The argument undermines academic freedom, public access, collaboration, and independent initiative. It does so without foundation. Worse, the effect of acting on the policy is to create a load of problems that do create compliance liability and lead to even more restrictions and bureaucracy on research, publication, and collaboration. For instance, if a university owns everything, then any representation in any research contract or license with regard to what a company may use invokes the entire ownership portfolio of a university. Any exclusive grant in any agreement may invoke “background rights” throughout the university, whether reported or secured or not. Lab B’s to Z’s results and collaborations and future research funding are potentially compromised when Lab A’s results are licensed exclusively. University administrators then have to work to exclude background rights–a source of huge (and understandable) bitterness by research sponsors and licensees, and have to demand disclosure of everything (or at least make a show of it, so that if a double licensing issue arises, the university can attempt to pass the blame to the investigators in the offending Lab L or Lab T.

Here’s the chain:

Pre-Bayh-Dole

  • Employer has no special right to worker’s inventions.
  • Faculty aren’t employees in the normal sense anyway.
  • Academic freedom.
  • Faculty own inventions.
  • Sponsors may require otherwise, and then those terms supersede policy.
  • The university also may provide special resources, and then special terms apply.
  • Contracts thus supersede patent policy.

Post-Bayh-Dole

  • Federal law and policy requires universities to own.
  • To comply, universities must own everything.
  • Federal expectation and source of greatest income is to license exclusively.
  • Universities must insert ownership claims in all contracts.
  • Since that’s the defacto policy, policy statements should change to reflect it.

Research and Licensing Administrative Clusterf*ck

  • Universities must expand ownership claims to cover background rights.
  • Any use of funds, resources, facilities, supplies, or anything done within the scope of one’s employment or expertise or under the auspices of the university or in collaboration with anyone at the university gives rise to a policy claim of ownership.
  • Universities must withhold background rights and future inventions in licenses.
  • Policy must protect administrators from inventor and industry complaints.
  • Administrators must have freedom to change the policy to deal with uncertainties.

Everyone is screwed (clusterf*ck used in its technical sense) while administrators grapple with the consequences of this chain of reasoning, scattered as it is over fifty years of policy and practice.
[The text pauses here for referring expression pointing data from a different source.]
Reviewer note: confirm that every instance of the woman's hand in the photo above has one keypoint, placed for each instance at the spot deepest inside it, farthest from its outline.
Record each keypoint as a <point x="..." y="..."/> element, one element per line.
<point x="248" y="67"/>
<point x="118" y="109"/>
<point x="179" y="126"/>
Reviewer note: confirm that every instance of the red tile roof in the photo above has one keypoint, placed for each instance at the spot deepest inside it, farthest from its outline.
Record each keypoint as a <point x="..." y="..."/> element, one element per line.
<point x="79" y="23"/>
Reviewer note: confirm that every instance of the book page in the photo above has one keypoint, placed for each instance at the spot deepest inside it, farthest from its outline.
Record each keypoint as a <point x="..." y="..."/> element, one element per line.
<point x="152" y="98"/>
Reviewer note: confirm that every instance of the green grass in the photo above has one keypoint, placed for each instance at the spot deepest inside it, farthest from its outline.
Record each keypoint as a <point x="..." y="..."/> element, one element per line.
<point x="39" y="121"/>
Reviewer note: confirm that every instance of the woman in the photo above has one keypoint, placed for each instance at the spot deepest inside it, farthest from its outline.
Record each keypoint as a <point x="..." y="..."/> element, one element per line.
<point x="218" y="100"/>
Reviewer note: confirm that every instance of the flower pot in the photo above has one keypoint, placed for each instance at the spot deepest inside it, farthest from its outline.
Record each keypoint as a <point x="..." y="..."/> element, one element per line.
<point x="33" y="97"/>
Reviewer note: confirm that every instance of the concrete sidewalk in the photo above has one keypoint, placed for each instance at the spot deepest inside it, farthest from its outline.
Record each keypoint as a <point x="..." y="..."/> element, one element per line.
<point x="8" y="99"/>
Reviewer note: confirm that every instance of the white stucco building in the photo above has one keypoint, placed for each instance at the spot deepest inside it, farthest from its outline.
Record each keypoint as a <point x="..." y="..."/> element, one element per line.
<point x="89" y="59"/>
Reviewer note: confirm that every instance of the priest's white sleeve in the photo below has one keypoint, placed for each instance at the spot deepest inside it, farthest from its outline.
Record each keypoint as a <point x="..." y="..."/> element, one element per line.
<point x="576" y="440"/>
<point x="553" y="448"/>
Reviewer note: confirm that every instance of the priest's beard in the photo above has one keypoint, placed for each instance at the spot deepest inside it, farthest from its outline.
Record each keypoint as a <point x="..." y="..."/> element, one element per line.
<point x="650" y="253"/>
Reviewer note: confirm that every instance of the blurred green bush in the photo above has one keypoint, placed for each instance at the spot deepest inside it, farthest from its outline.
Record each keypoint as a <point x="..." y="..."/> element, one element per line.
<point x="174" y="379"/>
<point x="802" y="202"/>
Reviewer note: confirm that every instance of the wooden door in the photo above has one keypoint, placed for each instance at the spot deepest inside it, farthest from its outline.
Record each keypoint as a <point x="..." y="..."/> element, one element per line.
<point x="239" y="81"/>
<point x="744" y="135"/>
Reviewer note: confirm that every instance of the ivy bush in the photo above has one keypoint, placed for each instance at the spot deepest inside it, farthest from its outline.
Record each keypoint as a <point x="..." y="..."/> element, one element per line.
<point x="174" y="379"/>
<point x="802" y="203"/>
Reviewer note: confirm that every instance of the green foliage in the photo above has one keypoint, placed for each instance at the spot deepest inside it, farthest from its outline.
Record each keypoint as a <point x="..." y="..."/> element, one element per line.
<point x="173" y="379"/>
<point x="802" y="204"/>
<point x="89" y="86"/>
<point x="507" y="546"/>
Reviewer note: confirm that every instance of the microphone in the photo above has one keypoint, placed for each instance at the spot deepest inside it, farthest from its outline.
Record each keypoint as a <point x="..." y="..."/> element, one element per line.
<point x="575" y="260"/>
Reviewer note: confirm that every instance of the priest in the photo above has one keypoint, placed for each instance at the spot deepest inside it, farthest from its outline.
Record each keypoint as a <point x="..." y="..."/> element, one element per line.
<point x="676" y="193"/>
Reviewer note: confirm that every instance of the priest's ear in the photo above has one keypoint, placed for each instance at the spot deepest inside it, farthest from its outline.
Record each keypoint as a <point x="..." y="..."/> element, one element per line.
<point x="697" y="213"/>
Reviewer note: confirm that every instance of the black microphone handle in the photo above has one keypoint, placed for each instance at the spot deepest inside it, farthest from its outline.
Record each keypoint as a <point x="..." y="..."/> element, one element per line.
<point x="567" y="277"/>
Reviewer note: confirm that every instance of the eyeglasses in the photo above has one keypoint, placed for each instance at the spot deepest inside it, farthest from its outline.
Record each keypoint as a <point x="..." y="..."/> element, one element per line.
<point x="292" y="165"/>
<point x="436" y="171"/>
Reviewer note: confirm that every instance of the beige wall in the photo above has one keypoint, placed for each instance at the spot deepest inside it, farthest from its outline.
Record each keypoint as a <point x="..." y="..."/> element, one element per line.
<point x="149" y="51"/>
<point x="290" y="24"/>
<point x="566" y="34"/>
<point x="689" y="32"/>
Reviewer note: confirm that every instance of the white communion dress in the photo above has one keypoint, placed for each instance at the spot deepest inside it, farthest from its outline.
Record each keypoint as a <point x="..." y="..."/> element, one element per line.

As administrators adopt the policies of their “peer” institutions, they look at the most recent policies and adopt those, and so like promiscuous lemmings they have produced the worst possible policy, all the while congratulating themselves that they have taken advantage of the most brilliant thinking already done for them at their peer universities. The problem is, the thinking that’s getting advertised is done by not very clear thinkers–clearly many of them cannot draft policy worth a bean. And the good thinking–and there is some great thinking going on–doesn’t make it into policy. So crap comes out, gets the benefit of the University of Michigan reputation, say, and can be then copied by university administrators throughout the world hoping to stay current by copying rather than thinking.

As one administrator was happy to point out to me, my ideas might be workable, but it was professionally proper to work with practices “accepted as normal.” Being “proper” was more important than reason, responsiveness, or doing the right thing. Or, rather, the “right” thing was the “safe” thing, and the “safe” thing was to do what everyone else *said* they were doing. To be different was not to be a leader, or to be responsive, or to be innovative–it was to be “unsafe”–for which one would have to have reasons, have to explain, have to take risk, have to deal with extra work, would have to challenge other administrators in the happy rut of whatever it is they believe about IP or their own careers. Bozonets work this way.